There are several recipes in our recipe section that you can look at, besides recipes what else do you want to know?


----------



## jamesngalveston (Sep 4, 2013)

besides recipes what else do you want to know?
__________________
Julie

Will the New Orleans Saints win there first game.


----------



## markosz (Sep 4, 2013)

Thank you for respond first of all I would like to find out if this fruit makes really good wine is it truth that elderberry have to be mix with other fruit what's is best dried fruit fresh fruit or wine kit ? Any sugestion welcome thank you


----------



## Julie (Sep 4, 2013)

Yes it makes a great wine myself. It is one of my favorite fruit wines. I make a full body, then I take the berries and add it to a Niagara to make a blush. I have also taken the elderberry seconds and added it to a bucket of choke cherry wine.


----------



## markosz (Sep 4, 2013)

I don't see any elderberry wine recipe on mobile side


----------



## pjd (Sep 4, 2013)

markosz said:


> Thank you for respond first of all I would like to find out if this fruit makes really good wine is it truth that elderberry have to be mix with other fruit what's is best dried fruit fresh fruit or wine kit ? Any sugestion welcome thank you


 
Elderberry alone can make the best wine ever.
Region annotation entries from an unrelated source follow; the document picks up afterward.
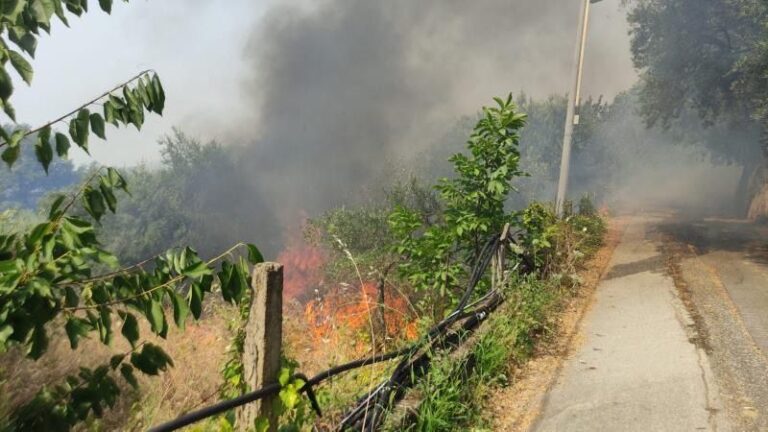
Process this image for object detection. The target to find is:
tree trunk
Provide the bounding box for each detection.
[733,159,760,217]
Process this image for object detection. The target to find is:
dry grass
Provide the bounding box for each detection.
[0,305,233,431]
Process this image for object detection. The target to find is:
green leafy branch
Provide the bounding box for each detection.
[389,95,525,316]
[0,70,165,172]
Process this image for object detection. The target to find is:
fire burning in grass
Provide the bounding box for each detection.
[278,223,418,363]
[304,282,418,354]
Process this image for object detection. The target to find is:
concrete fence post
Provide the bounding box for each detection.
[237,263,283,431]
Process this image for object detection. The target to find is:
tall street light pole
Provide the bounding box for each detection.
[555,0,602,217]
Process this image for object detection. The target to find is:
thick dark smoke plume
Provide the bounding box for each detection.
[242,0,635,223]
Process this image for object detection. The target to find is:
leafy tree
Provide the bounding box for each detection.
[628,0,768,208]
[0,0,262,431]
[389,95,525,317]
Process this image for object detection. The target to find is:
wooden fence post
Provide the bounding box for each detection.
[491,223,509,289]
[237,263,283,431]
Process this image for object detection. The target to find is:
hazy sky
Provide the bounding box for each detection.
[13,0,635,166]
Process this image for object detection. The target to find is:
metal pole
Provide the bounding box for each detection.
[555,0,594,217]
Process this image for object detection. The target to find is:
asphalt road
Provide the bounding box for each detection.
[657,218,768,432]
[533,215,768,432]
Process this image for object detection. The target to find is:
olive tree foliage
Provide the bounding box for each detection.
[389,95,525,316]
[625,0,768,209]
[0,136,82,210]
[0,0,262,431]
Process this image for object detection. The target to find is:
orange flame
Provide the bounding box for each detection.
[277,231,327,299]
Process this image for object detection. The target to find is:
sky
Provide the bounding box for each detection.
[13,0,636,166]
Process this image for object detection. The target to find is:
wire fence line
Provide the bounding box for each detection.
[150,226,521,432]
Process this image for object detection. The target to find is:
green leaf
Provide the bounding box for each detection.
[0,324,13,352]
[99,0,112,13]
[69,108,91,153]
[109,354,126,370]
[27,324,48,360]
[107,168,130,195]
[131,343,173,375]
[147,299,165,334]
[181,261,213,279]
[246,243,264,264]
[0,146,21,168]
[0,0,27,22]
[8,26,37,58]
[120,364,139,389]
[171,291,189,330]
[0,99,16,122]
[35,135,53,174]
[99,182,117,213]
[120,313,139,348]
[8,50,34,84]
[90,113,107,139]
[152,74,165,115]
[64,317,93,349]
[64,287,80,308]
[104,99,118,126]
[30,0,56,27]
[83,186,107,222]
[56,132,70,158]
[189,282,203,319]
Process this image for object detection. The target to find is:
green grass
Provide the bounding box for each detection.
[406,277,563,432]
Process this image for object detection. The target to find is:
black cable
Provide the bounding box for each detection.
[150,231,509,432]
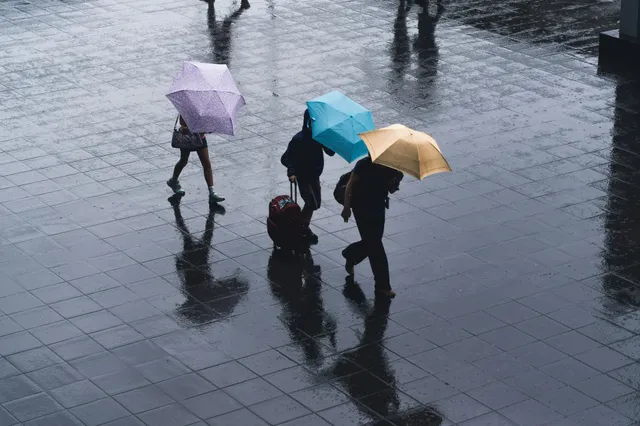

My 2010 vintage is still the best i ever had. It also blends well with dry reds or semi sweet whites to make a nice blush. I always use fresh fruit.


----------



## markosz (Sep 4, 2013)

Julie do you have good recepie for 3 gal carboy how much fruit I will need?


----------



## pjd (Sep 4, 2013)

markosz said:


> Julie do you have good recepie for 3 gal carboy how much fruit I will need?


 
I'm not Julie but 15 pounds would be appropriate.


----------



## markosz (Sep 4, 2013)

When you make wine from fresh fruit you ferment whole fruit or just juice how much sugar you adding?


----------



## WVMountaineerJack (Sep 4, 2013)

First, what style of elderberry wine are you trying to make? A dry table wine, a big sweet wine, nobody can answer such general questions. I have used from 3-10 pounds of fresh fruit/gal and 36 ounces of dried berries/5 gallons, depending on the style. I think the dried ones taste a little deeper than the fresh fruit if that is really a valid description, its kind of like grapes vs raisans, rasains have a deeper taste than the fresh fruit. A little oak goes well with the elderberries and it mixes with almost any other fruit especially with red berries. Follow my link in sig for some recipies. Also better to learn to make a style using your hydrometer instead of just following a recipe. WVMJ


----------



## markosz (Sep 4, 2013)

Pjd thank you
Please let me know how you start any favorite east , acid , how much sugar to start everything


----------



## Julie (Sep 4, 2013)

You are in good hands with WVMountaineerJack,no one can give you better advice on elderberries.


----------



## markosz (Sep 4, 2013)

Yes I like dry table wine , and I will use my hydrometer what I like is just general information I always change things so I will not follow you step by step


----------



## markosz (Sep 4, 2013)

Sir couple questions
After you wash fruit you crash fruit do you kill wild east or you make fermentation on wild east what kind of east you prefer ? 
What's the indication to remove fruit ?


----------